Nice Guys Don’t Kiss Like That At Christmas
Chapter 3 EVE
Chapter three
EVE
“UC Medical Center thanks you for your application, but after careful consideration, we regret to inform you we decided to move forward with a better-suited candidate. Wishing you happy holidays.” Translation: Your-Suspension-Makes-You-Radioactive.
This is the sixth rejection email this week.
It’s all good. I’ve still got five pending applications.
Plus, the Trauma ER Coordinator position at Lakeview Hospital doesn’t open until January.
The timing’s perfect: finish this small-town stint, grab a glowing recommendation that screams “stable and so professional,” and make it back to Chicago in time to show Chuck he didn’t completely obliterate me.
Because he didn’t.
I’m still Eve Can-Do-This Foster. Right?
Maybe. Totally.
“You okay girls?” I murmur to my dogs in the backseat as I pause my audiobook.
When my Great Dane and dachshund tilt their head as if to say, “You got this mom,” I finally step out of my parked car.
The only one in this deserted gas station.
My gaze darts around and goosebumps trail up my neck.
Between the inflatable Santa singing “Merry Christmas” in a creepy metallic voice in the corner, the flickering lights and the abandoned-vibes of the motel on the other side of the road, this could be the beginning of The Shining: Christmas Edition.

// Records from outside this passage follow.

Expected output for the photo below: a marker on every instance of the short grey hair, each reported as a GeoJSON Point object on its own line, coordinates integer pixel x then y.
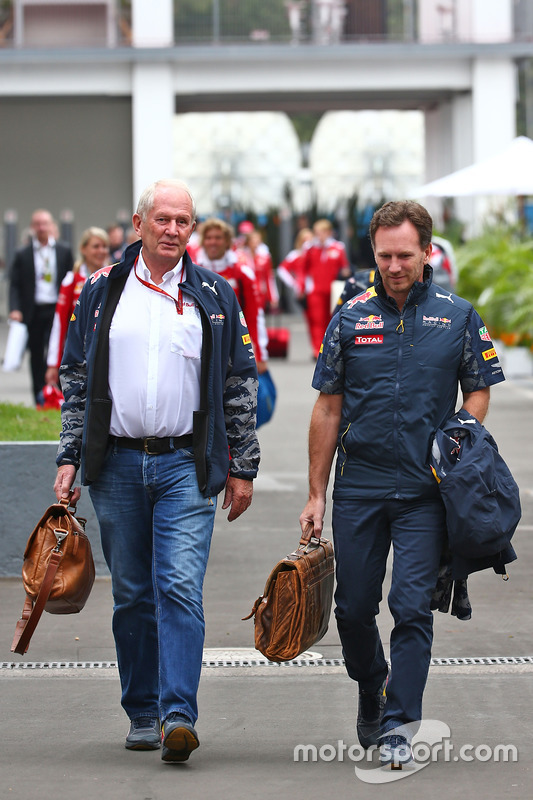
{"type": "Point", "coordinates": [147, 198]}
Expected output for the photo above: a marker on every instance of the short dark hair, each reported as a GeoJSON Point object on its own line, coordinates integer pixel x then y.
{"type": "Point", "coordinates": [394, 213]}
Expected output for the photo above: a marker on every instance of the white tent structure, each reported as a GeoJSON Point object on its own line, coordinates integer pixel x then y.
{"type": "Point", "coordinates": [509, 172]}
{"type": "Point", "coordinates": [236, 160]}
{"type": "Point", "coordinates": [373, 154]}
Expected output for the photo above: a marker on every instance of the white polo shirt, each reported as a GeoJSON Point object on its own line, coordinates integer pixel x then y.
{"type": "Point", "coordinates": [154, 358]}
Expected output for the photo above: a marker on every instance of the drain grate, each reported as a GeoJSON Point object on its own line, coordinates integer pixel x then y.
{"type": "Point", "coordinates": [263, 662]}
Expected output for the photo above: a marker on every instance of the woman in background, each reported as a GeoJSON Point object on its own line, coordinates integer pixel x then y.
{"type": "Point", "coordinates": [94, 253]}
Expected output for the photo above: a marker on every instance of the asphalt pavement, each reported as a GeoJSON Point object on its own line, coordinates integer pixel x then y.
{"type": "Point", "coordinates": [64, 727]}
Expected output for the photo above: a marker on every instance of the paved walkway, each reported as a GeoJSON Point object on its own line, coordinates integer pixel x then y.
{"type": "Point", "coordinates": [64, 727]}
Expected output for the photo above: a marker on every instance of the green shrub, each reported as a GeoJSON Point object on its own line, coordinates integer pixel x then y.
{"type": "Point", "coordinates": [20, 423]}
{"type": "Point", "coordinates": [496, 275]}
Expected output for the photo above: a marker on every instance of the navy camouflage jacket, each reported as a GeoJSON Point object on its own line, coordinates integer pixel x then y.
{"type": "Point", "coordinates": [225, 439]}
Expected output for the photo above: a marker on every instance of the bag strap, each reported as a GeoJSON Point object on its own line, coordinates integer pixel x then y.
{"type": "Point", "coordinates": [31, 614]}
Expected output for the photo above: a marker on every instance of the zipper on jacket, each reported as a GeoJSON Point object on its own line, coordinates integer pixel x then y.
{"type": "Point", "coordinates": [343, 447]}
{"type": "Point", "coordinates": [400, 329]}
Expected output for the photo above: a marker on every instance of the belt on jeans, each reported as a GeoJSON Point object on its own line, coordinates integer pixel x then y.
{"type": "Point", "coordinates": [154, 446]}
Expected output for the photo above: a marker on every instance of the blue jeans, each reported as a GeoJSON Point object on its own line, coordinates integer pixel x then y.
{"type": "Point", "coordinates": [363, 532]}
{"type": "Point", "coordinates": [156, 533]}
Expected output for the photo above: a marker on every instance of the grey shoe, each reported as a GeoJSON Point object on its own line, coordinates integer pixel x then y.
{"type": "Point", "coordinates": [144, 734]}
{"type": "Point", "coordinates": [179, 738]}
{"type": "Point", "coordinates": [369, 714]}
{"type": "Point", "coordinates": [395, 752]}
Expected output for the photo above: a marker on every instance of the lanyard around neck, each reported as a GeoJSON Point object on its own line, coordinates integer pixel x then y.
{"type": "Point", "coordinates": [178, 303]}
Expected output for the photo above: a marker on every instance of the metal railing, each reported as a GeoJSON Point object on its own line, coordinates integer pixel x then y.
{"type": "Point", "coordinates": [214, 22]}
{"type": "Point", "coordinates": [224, 22]}
{"type": "Point", "coordinates": [293, 21]}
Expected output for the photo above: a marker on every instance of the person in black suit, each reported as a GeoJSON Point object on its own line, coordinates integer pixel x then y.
{"type": "Point", "coordinates": [36, 275]}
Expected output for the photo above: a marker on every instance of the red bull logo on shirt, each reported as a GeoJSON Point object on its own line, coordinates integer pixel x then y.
{"type": "Point", "coordinates": [362, 298]}
{"type": "Point", "coordinates": [488, 354]}
{"type": "Point", "coordinates": [436, 322]}
{"type": "Point", "coordinates": [375, 339]}
{"type": "Point", "coordinates": [372, 322]}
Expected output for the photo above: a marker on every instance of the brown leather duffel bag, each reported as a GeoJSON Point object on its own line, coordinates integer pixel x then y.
{"type": "Point", "coordinates": [293, 612]}
{"type": "Point", "coordinates": [58, 570]}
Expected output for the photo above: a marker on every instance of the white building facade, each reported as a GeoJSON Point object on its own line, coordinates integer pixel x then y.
{"type": "Point", "coordinates": [84, 127]}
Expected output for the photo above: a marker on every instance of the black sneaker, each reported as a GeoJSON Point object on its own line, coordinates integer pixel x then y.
{"type": "Point", "coordinates": [179, 738]}
{"type": "Point", "coordinates": [395, 752]}
{"type": "Point", "coordinates": [144, 734]}
{"type": "Point", "coordinates": [369, 713]}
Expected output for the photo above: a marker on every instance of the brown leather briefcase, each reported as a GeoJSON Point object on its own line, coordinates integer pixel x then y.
{"type": "Point", "coordinates": [58, 570]}
{"type": "Point", "coordinates": [293, 612]}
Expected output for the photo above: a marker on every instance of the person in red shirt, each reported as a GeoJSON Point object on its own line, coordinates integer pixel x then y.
{"type": "Point", "coordinates": [260, 260]}
{"type": "Point", "coordinates": [94, 252]}
{"type": "Point", "coordinates": [324, 260]}
{"type": "Point", "coordinates": [216, 254]}
{"type": "Point", "coordinates": [290, 271]}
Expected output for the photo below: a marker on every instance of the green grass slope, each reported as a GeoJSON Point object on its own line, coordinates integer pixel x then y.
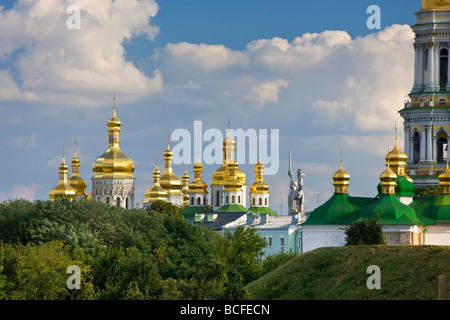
{"type": "Point", "coordinates": [407, 273]}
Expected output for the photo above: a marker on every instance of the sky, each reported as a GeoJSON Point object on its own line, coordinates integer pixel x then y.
{"type": "Point", "coordinates": [312, 70]}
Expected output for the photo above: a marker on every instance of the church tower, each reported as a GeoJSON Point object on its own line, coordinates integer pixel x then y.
{"type": "Point", "coordinates": [63, 190]}
{"type": "Point", "coordinates": [427, 113]}
{"type": "Point", "coordinates": [113, 179]}
{"type": "Point", "coordinates": [222, 175]}
{"type": "Point", "coordinates": [78, 183]}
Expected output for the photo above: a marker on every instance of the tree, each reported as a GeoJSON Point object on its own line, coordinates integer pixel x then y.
{"type": "Point", "coordinates": [364, 232]}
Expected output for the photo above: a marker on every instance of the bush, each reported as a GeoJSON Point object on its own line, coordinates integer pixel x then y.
{"type": "Point", "coordinates": [364, 232]}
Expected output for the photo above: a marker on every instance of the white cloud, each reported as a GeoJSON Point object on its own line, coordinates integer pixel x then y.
{"type": "Point", "coordinates": [267, 92]}
{"type": "Point", "coordinates": [27, 192]}
{"type": "Point", "coordinates": [335, 81]}
{"type": "Point", "coordinates": [57, 65]}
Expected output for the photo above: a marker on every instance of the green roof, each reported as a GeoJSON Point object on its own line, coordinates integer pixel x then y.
{"type": "Point", "coordinates": [232, 208]}
{"type": "Point", "coordinates": [192, 211]}
{"type": "Point", "coordinates": [339, 209]}
{"type": "Point", "coordinates": [262, 210]}
{"type": "Point", "coordinates": [389, 210]}
{"type": "Point", "coordinates": [440, 211]}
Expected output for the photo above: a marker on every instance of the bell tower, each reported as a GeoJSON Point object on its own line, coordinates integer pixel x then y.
{"type": "Point", "coordinates": [427, 113]}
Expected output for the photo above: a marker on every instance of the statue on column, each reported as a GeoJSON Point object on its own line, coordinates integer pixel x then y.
{"type": "Point", "coordinates": [296, 197]}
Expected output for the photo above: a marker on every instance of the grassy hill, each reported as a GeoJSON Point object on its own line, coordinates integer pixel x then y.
{"type": "Point", "coordinates": [407, 273]}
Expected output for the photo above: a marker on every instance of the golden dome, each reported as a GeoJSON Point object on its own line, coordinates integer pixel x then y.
{"type": "Point", "coordinates": [233, 183]}
{"type": "Point", "coordinates": [169, 181]}
{"type": "Point", "coordinates": [397, 160]}
{"type": "Point", "coordinates": [435, 4]}
{"type": "Point", "coordinates": [198, 186]}
{"type": "Point", "coordinates": [63, 189]}
{"type": "Point", "coordinates": [259, 186]}
{"type": "Point", "coordinates": [113, 163]}
{"type": "Point", "coordinates": [341, 180]}
{"type": "Point", "coordinates": [78, 183]}
{"type": "Point", "coordinates": [388, 181]}
{"type": "Point", "coordinates": [156, 192]}
{"type": "Point", "coordinates": [185, 188]}
{"type": "Point", "coordinates": [221, 175]}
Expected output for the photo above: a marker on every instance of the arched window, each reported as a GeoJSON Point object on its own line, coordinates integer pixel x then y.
{"type": "Point", "coordinates": [217, 198]}
{"type": "Point", "coordinates": [442, 149]}
{"type": "Point", "coordinates": [416, 142]}
{"type": "Point", "coordinates": [443, 72]}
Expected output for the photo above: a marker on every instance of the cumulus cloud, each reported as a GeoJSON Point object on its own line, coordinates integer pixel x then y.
{"type": "Point", "coordinates": [336, 81]}
{"type": "Point", "coordinates": [55, 64]}
{"type": "Point", "coordinates": [27, 192]}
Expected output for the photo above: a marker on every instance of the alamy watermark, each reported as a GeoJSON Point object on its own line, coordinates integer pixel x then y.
{"type": "Point", "coordinates": [374, 21]}
{"type": "Point", "coordinates": [73, 22]}
{"type": "Point", "coordinates": [374, 281]}
{"type": "Point", "coordinates": [207, 146]}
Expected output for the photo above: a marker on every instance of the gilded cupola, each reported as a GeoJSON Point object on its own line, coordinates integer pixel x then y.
{"type": "Point", "coordinates": [341, 180]}
{"type": "Point", "coordinates": [221, 175]}
{"type": "Point", "coordinates": [169, 181]}
{"type": "Point", "coordinates": [259, 186]}
{"type": "Point", "coordinates": [114, 163]}
{"type": "Point", "coordinates": [185, 189]}
{"type": "Point", "coordinates": [397, 159]}
{"type": "Point", "coordinates": [78, 183]}
{"type": "Point", "coordinates": [198, 185]}
{"type": "Point", "coordinates": [156, 192]}
{"type": "Point", "coordinates": [63, 189]}
{"type": "Point", "coordinates": [388, 181]}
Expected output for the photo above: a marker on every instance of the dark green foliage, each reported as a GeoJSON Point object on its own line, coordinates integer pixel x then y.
{"type": "Point", "coordinates": [364, 232]}
{"type": "Point", "coordinates": [123, 254]}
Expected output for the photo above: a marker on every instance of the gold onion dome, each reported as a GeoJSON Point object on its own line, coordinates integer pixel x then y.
{"type": "Point", "coordinates": [233, 183]}
{"type": "Point", "coordinates": [341, 180]}
{"type": "Point", "coordinates": [198, 185]}
{"type": "Point", "coordinates": [397, 159]}
{"type": "Point", "coordinates": [435, 4]}
{"type": "Point", "coordinates": [114, 163]}
{"type": "Point", "coordinates": [185, 188]}
{"type": "Point", "coordinates": [221, 175]}
{"type": "Point", "coordinates": [156, 192]}
{"type": "Point", "coordinates": [259, 186]}
{"type": "Point", "coordinates": [388, 181]}
{"type": "Point", "coordinates": [444, 179]}
{"type": "Point", "coordinates": [63, 189]}
{"type": "Point", "coordinates": [169, 181]}
{"type": "Point", "coordinates": [78, 183]}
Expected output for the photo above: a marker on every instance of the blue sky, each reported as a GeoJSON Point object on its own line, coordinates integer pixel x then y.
{"type": "Point", "coordinates": [311, 69]}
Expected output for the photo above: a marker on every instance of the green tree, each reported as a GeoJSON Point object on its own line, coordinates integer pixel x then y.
{"type": "Point", "coordinates": [242, 252]}
{"type": "Point", "coordinates": [364, 232]}
{"type": "Point", "coordinates": [42, 273]}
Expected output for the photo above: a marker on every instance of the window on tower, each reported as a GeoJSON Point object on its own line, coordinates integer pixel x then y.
{"type": "Point", "coordinates": [443, 72]}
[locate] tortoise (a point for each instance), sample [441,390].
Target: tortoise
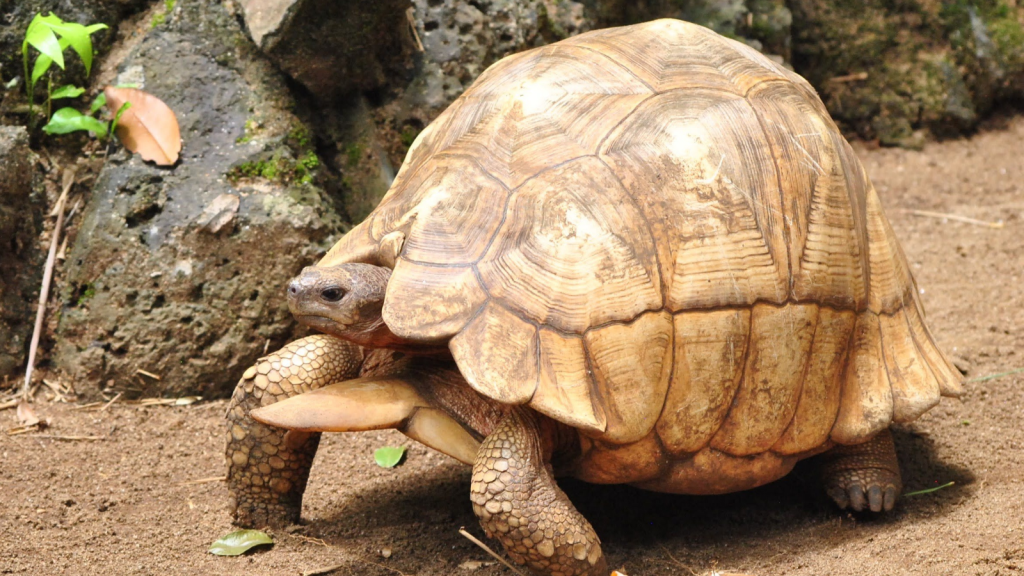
[640,255]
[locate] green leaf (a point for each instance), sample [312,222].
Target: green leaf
[388,457]
[117,118]
[70,120]
[77,36]
[68,91]
[98,103]
[42,65]
[41,37]
[239,542]
[928,490]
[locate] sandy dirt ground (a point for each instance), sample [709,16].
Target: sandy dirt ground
[129,503]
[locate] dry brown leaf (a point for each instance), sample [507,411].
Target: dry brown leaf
[147,127]
[26,415]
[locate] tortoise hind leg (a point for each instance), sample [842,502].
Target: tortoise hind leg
[267,467]
[518,502]
[863,476]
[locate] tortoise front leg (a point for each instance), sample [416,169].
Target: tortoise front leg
[267,467]
[515,496]
[863,476]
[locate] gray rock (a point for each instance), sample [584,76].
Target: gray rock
[462,39]
[20,221]
[333,47]
[181,272]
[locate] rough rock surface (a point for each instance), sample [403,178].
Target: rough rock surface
[181,272]
[888,69]
[332,47]
[15,15]
[20,220]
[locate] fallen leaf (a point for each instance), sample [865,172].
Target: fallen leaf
[147,126]
[26,415]
[219,213]
[388,457]
[240,541]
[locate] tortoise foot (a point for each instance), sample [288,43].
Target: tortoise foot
[518,502]
[267,467]
[863,477]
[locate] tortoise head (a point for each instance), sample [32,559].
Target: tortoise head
[343,300]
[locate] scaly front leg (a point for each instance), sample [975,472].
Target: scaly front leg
[515,496]
[267,467]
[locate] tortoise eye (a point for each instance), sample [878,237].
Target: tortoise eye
[333,294]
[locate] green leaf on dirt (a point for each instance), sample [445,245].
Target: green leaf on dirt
[68,91]
[388,457]
[929,490]
[77,36]
[70,120]
[239,542]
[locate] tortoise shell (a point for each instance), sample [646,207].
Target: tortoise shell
[657,236]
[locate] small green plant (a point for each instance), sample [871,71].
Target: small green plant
[240,541]
[388,456]
[50,36]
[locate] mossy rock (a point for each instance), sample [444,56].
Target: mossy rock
[888,68]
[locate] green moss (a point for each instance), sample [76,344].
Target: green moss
[299,137]
[251,127]
[161,17]
[88,292]
[280,168]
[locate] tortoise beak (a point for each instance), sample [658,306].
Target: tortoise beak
[300,288]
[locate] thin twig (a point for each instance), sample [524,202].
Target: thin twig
[487,549]
[55,437]
[396,571]
[204,481]
[44,291]
[994,376]
[309,539]
[113,400]
[849,77]
[956,217]
[928,490]
[322,570]
[23,429]
[412,27]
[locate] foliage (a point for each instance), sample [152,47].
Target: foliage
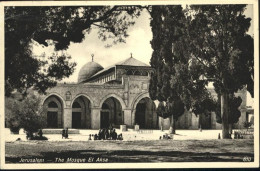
[199,45]
[252,120]
[222,46]
[12,119]
[28,113]
[58,26]
[176,80]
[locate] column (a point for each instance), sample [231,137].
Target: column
[242,119]
[213,120]
[95,118]
[194,121]
[128,118]
[67,120]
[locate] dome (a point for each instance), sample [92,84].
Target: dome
[88,70]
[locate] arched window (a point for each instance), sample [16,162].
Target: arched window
[76,105]
[105,106]
[129,72]
[68,95]
[52,104]
[137,73]
[145,73]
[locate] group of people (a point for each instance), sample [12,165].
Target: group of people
[106,134]
[165,137]
[65,133]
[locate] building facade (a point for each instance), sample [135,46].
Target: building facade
[117,95]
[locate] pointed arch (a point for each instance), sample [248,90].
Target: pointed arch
[116,97]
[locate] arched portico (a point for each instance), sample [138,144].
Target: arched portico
[53,109]
[111,113]
[81,112]
[144,112]
[116,97]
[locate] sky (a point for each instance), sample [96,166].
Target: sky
[138,43]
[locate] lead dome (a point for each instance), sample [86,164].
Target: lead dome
[88,70]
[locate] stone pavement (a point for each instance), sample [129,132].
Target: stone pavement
[129,135]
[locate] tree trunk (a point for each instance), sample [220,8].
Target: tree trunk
[173,125]
[230,128]
[225,115]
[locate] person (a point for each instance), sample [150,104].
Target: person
[67,133]
[40,133]
[63,132]
[27,135]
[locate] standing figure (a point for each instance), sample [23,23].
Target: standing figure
[40,133]
[67,133]
[63,133]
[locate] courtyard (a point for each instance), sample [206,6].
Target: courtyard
[186,146]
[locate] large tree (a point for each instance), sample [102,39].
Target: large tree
[225,52]
[25,26]
[196,46]
[175,82]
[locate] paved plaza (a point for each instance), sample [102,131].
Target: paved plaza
[129,135]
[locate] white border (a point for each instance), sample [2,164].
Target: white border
[133,165]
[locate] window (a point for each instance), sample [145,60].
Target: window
[76,105]
[68,95]
[52,104]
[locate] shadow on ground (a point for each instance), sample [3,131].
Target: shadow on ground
[123,156]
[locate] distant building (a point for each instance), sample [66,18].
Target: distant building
[116,95]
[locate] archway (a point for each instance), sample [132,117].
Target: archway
[205,121]
[54,112]
[145,114]
[111,113]
[81,112]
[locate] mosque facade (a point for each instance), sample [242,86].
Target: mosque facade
[116,95]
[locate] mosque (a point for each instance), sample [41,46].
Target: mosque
[116,95]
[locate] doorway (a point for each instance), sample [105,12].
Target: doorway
[76,119]
[104,120]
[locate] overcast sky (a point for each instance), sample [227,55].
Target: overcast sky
[138,43]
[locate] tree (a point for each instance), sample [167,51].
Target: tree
[176,81]
[225,52]
[166,25]
[25,26]
[27,113]
[247,125]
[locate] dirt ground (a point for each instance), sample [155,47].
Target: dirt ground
[130,151]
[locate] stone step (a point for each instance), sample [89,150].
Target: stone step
[58,131]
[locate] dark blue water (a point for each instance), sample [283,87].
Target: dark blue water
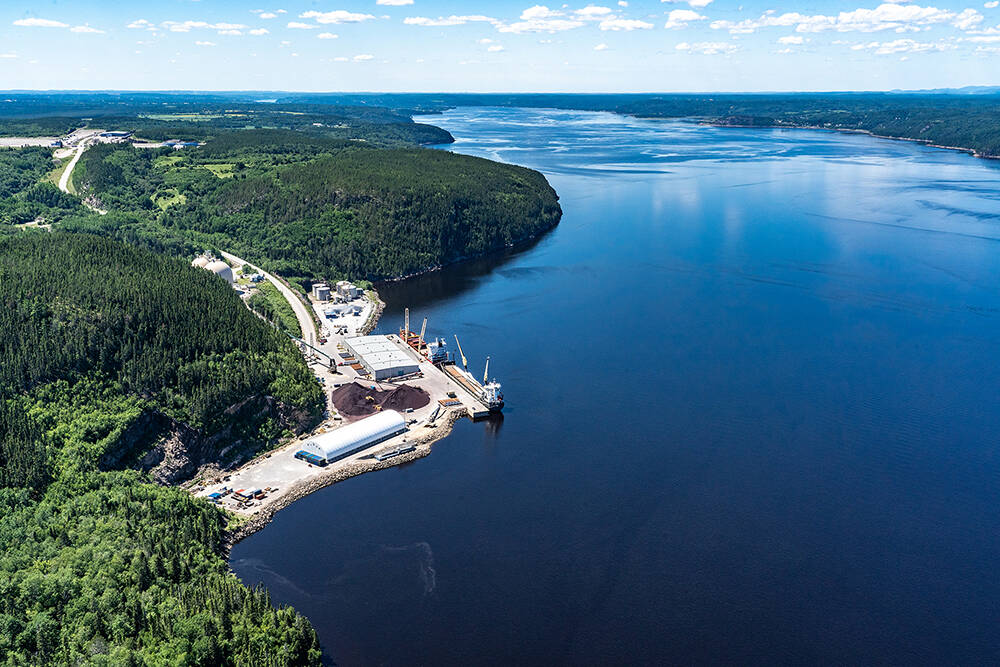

Hurrying, I slam my credit card against the machine while my phone rings. The hospital. Hope flickers in my chest. Maybe they saw the error of their ways and are asking me back.
“Eve.” Great. My ex.
I clear my throat. “I don’t have time.” But of course he doesn’t listen to me. Instead, his voice blares from the speakers from inside the car as my phone switches to Bluetooth without my permission. Something about holiday staffing schedules I never asked about.
The pump beeps.
Payment declined.
Crap. Shit. Fuck.
Wind and snow slap me in the face as I use my only other card while attempting one of those deep-breathing “hmms” Julie taught me.
But I sound like a congested Rudolf the Red-Nosed Reindeer impersonating a meditation instructor.
My bank account is probably sending me an “I’m so disappointed text,” and I refuse to calculate how many oatmeal dinners stand between me and financial ruin.
Dorothy’s dental surgery cost more than my monthly rent, and she probably still has better credit than I do.
Approved.
I’d do a happy dance, but my fingers are frozen and I’m 90% sure a serial killer’s watching me from that abandoned building.
“Eve, are you even listening?” I slide back into my car, ignoring my ex’s grating tone and the tightening in my throat as my dogs throw me Mommy-will-never-afford-premium-kibble-again stares from the backseat.
I exhale, rip off my beanie, and push back my honey-blonde hair, now standing on end like I licked an outlet.
Not quite the “new life, new hair” cut Claire recommended post-divorce.
The mirror reflects my tired brown eyes and circles no concealer dares challenge.
I look less “exciting new chapter” and more “needs a nap and more therapy.”
But I got this.
The motor sputters as I turn back onto what can only be described as a country road to holiday hell.
“Why are you really calling, Chuck?” I maintain my professional nurse voice.
The one I use when explaining to drunk college students why, no, the ER can’t “just take out” the lightbulb they’ve inserted somewhere creative.
Nothing says “holiday spirit” quite like maintaining eye contact with a guy wearing only a Santa hat who keeps insisting, “But it was a Christmas light. Festive, dude.”
“I’m worried about you,” Chuck says, his voice mellowing into that smooth tone that once made my shoulders relax. “I’ve been thinking about us, and how sorry I am about how things ended.”
My entire body tenses. Ah, this part of the script.
Chuck’s “genuine” apology. Version 10.0.
He’s perfected it over the years, with enough regret and tenderness to sound convincing to anyone who hasn’t heard it before.
Five versions ago, I might have believed him.
Now? It’s another Jerk Du Soleil performance.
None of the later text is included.